Musings of a Software Developer: Algorithms, performance and getting burnt

After a long time, I am writing something on my blog. So here it is ..

This post is about me starting to solve a small but interesting problem with different approaches and ended up breaking my head against why an algorithm with supposedly O(n) complexity is 4 times slower than O(n^2).

So here's the issue. I have the following data :

Name,Value

Sridhar,1

Ashish,2

Prasanth,3

Sridhar,4

Ashish,5

Sridhar,8

and so on .. I hope you get the idea.

Now what I would like to do is to print the following output.

Sridhar : 1;4;8;....

Ashish : 2;4;.....

Prasanth: 3;......

Note that here, it does not matter what the values are, I am giving this data just for the example.

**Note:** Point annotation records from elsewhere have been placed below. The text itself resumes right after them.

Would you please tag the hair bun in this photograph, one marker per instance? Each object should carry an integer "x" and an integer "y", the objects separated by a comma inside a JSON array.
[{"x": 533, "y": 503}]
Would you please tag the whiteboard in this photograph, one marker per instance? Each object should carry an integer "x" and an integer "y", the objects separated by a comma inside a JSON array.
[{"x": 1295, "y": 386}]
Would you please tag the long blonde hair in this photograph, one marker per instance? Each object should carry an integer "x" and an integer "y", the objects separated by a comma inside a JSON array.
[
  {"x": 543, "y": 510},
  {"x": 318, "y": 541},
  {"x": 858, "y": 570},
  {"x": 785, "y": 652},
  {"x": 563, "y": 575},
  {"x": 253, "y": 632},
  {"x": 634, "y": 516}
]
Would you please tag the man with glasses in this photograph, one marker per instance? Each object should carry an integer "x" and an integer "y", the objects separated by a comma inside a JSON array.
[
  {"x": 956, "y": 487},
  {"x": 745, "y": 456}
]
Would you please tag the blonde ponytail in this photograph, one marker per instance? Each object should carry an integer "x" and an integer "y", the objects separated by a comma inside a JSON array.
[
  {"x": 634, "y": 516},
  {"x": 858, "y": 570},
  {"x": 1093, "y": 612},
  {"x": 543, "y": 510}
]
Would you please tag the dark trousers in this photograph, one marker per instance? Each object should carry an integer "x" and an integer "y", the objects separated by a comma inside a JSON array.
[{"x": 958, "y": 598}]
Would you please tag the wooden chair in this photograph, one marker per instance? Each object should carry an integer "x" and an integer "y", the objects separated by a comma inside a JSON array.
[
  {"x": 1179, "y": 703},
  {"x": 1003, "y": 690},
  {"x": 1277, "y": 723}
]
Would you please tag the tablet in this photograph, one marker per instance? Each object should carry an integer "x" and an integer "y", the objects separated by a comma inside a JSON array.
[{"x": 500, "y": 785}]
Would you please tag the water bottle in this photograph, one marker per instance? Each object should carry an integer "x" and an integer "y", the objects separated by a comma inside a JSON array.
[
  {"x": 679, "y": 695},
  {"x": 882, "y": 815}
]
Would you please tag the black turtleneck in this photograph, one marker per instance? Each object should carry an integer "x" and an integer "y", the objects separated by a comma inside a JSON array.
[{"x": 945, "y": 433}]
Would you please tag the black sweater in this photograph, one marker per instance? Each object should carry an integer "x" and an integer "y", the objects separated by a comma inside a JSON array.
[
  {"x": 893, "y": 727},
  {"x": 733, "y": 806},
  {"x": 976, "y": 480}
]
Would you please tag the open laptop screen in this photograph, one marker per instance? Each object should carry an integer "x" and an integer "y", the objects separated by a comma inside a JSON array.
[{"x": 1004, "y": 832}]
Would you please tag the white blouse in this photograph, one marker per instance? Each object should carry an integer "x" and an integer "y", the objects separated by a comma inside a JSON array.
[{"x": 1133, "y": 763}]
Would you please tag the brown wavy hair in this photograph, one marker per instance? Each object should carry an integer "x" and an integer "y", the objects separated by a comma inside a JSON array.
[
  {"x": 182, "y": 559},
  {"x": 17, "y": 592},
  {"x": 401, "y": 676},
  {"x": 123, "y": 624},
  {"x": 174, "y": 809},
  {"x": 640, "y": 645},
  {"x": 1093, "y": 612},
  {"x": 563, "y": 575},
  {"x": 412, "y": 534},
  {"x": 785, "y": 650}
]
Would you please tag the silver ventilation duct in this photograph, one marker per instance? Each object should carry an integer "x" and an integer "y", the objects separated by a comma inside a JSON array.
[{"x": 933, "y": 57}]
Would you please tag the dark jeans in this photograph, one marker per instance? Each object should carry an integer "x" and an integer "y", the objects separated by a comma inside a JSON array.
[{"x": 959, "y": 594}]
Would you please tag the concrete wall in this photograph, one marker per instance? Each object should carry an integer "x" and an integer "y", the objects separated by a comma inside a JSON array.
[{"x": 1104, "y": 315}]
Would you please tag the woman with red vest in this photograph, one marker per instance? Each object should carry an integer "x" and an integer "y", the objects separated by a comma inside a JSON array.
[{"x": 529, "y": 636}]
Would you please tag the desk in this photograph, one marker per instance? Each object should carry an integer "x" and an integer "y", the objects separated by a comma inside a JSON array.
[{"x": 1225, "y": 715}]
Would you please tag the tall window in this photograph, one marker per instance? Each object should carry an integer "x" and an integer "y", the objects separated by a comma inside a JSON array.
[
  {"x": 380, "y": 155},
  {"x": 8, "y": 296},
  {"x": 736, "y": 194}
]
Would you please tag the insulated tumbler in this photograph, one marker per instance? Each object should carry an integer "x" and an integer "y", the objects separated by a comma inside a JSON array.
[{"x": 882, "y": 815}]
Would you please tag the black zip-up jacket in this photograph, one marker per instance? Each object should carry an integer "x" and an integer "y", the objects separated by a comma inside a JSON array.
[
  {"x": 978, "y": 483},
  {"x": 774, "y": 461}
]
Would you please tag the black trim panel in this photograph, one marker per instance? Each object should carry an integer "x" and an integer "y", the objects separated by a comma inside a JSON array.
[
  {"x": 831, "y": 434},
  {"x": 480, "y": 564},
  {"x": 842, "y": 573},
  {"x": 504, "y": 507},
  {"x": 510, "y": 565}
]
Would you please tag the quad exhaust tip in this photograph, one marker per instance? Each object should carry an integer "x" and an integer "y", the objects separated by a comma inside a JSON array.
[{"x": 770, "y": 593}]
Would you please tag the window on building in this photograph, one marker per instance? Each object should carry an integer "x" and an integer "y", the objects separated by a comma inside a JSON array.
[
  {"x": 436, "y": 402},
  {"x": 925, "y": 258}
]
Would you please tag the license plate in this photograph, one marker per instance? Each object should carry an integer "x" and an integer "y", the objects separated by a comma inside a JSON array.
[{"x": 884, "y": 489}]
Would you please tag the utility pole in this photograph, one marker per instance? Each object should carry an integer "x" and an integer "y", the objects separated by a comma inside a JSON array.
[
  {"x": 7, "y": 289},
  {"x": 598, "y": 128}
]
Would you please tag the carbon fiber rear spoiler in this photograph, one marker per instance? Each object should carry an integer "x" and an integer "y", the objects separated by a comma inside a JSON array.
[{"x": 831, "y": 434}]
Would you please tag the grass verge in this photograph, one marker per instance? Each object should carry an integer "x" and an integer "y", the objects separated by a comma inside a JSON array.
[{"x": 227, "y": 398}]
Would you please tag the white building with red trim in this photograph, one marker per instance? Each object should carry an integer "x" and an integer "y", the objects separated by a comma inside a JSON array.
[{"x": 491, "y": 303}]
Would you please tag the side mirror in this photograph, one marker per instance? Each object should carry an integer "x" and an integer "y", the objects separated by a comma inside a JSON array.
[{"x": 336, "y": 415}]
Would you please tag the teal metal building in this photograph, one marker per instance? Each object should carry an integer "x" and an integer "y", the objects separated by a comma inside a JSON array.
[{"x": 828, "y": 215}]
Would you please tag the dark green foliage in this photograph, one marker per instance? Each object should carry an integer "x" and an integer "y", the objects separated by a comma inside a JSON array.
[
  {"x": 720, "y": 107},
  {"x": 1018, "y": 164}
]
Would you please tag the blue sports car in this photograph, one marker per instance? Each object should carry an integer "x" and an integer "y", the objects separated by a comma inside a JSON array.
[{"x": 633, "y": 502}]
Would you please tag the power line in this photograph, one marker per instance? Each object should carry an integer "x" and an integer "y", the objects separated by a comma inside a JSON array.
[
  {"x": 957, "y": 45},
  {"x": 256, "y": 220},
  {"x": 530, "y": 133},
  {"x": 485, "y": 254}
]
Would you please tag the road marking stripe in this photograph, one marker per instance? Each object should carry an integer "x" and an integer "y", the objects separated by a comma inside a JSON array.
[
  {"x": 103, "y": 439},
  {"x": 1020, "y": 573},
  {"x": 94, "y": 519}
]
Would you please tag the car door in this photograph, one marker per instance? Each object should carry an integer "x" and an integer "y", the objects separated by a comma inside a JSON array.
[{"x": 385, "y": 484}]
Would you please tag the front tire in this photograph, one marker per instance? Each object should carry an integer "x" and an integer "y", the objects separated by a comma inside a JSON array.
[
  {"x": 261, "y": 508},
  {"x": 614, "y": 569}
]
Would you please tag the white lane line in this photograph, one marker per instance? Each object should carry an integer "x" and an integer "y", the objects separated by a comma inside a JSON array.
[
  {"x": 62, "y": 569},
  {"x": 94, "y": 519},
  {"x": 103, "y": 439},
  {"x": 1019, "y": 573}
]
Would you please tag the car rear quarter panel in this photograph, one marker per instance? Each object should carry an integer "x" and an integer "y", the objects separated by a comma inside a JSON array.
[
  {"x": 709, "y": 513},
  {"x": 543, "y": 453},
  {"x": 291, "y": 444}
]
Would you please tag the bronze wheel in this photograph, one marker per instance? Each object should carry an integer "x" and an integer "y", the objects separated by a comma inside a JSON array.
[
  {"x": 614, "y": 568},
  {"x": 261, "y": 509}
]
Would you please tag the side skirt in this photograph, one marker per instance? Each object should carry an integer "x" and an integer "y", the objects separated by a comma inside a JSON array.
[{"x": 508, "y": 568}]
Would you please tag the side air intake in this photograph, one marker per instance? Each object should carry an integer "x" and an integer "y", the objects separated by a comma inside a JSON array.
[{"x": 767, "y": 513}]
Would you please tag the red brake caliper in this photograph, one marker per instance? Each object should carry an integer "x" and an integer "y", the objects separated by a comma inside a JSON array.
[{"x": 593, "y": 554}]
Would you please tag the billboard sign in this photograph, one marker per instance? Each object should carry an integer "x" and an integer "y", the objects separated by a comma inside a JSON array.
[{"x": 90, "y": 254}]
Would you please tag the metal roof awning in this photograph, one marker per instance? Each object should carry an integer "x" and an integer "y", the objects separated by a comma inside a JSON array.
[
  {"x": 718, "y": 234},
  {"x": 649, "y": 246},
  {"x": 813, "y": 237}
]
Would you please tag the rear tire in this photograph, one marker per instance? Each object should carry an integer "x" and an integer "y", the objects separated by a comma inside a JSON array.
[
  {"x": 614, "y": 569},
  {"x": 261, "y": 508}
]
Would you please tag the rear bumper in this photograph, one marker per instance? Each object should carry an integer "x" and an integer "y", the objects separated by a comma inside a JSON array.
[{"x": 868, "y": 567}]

So shown below is my setup which would be used by my implementations. (I am demoing it as a test).


  private Stopwatch sw;
        [SetUp]
        public void SetUp()
        {
            GC.GetTotalMemory(true); // I dont know why i did this!
            tl = new List(10000);
            var names = new[] { "Krishna", "Ashish", "Sridhar", "Prasanth" };
            foreach (var name in names)
                for (var i = 0; i < 2500; i++)
                    tl.Add(new Ud { Name = name, DrawerId = i.ToString() });
            tl.OrderBy(s => s.DrawerId);
            sw = Stopwatch.StartNew();
        }

        [TearDown]
        public void TearDown()
        {
            sw.Stop();
            Console.WriteLine(sw.ElapsedMilliseconds);
            sw = null;
        }

        public class Ud
        {
            public string Name { get; set; }
            public string DrawerId { get; set; }
        }

        private List tl;

The above code is self explanatory. I basically create a lot of Ud objects which generate the data that I presented earlier. Shown below is the most straight forward way to do it. It has two for-loops which makes the complexity O(n^2).


[Test]
        public void BasicImplementation()
        {
            var nvcs = new List();
            var list = new List();
            foreach (var item in tl)
            {
                if (list.Contains(item.Name)) continue;

                string val = string.Empty;

                foreach (var item2 in tl)
                {
                    if (item2.Name == item.Name)
                        val += item2.DrawerId + ";";
                }

                nvcs.Add(new NameValueCollection { { "Name", item.Name }, { "DrawerId", val } });
                list.Add(item.Name);
            }
            //foreach (var nvc in nvcs)
            //    Console.WriteLine(nvc["Name"] + " : " + nvc["DrawerId"]);
            Assert.AreEqual(4, nvcs.Count);
        }

Now I went ahead and added another potential implementation which gives the same result but instead makes use of dictionary to track the strings that we build for each name in the list of objects. So instinctively, it appears that the dictionary method would be way faster than the one mentioned above. Lets look at that code.


        [Test]
        public void ADictionary()
        {
            var vals = new Dictionary();
            foreach (var item in tl)
            {
                if (!vals.ContainsKey(item.Name))
                    vals[item.Name] = item.DrawerId;
                else
                    vals[item.Name] = vals[item.Name] + item.DrawerId + ";";
            }
            Assert.AreEqual(4, vals.Values.Count);
        }

When I ran these two tests, I did not notice any performance gain with the above O(n) implementation and in fact it was three times slower. So why was it slower? Look at the setup, it has GC.GetTotalMemory(true) which forced a full garbage collection and its time was accounted in the time consumed by this dictionary as well since for the second time (when test with dictionary was executing) it had a lot of strings to clean up. So why did I put it in the first place? The answer is "I was not thinking straight". Never ever use GC classes in your code. It is a bad-bad-bad practice.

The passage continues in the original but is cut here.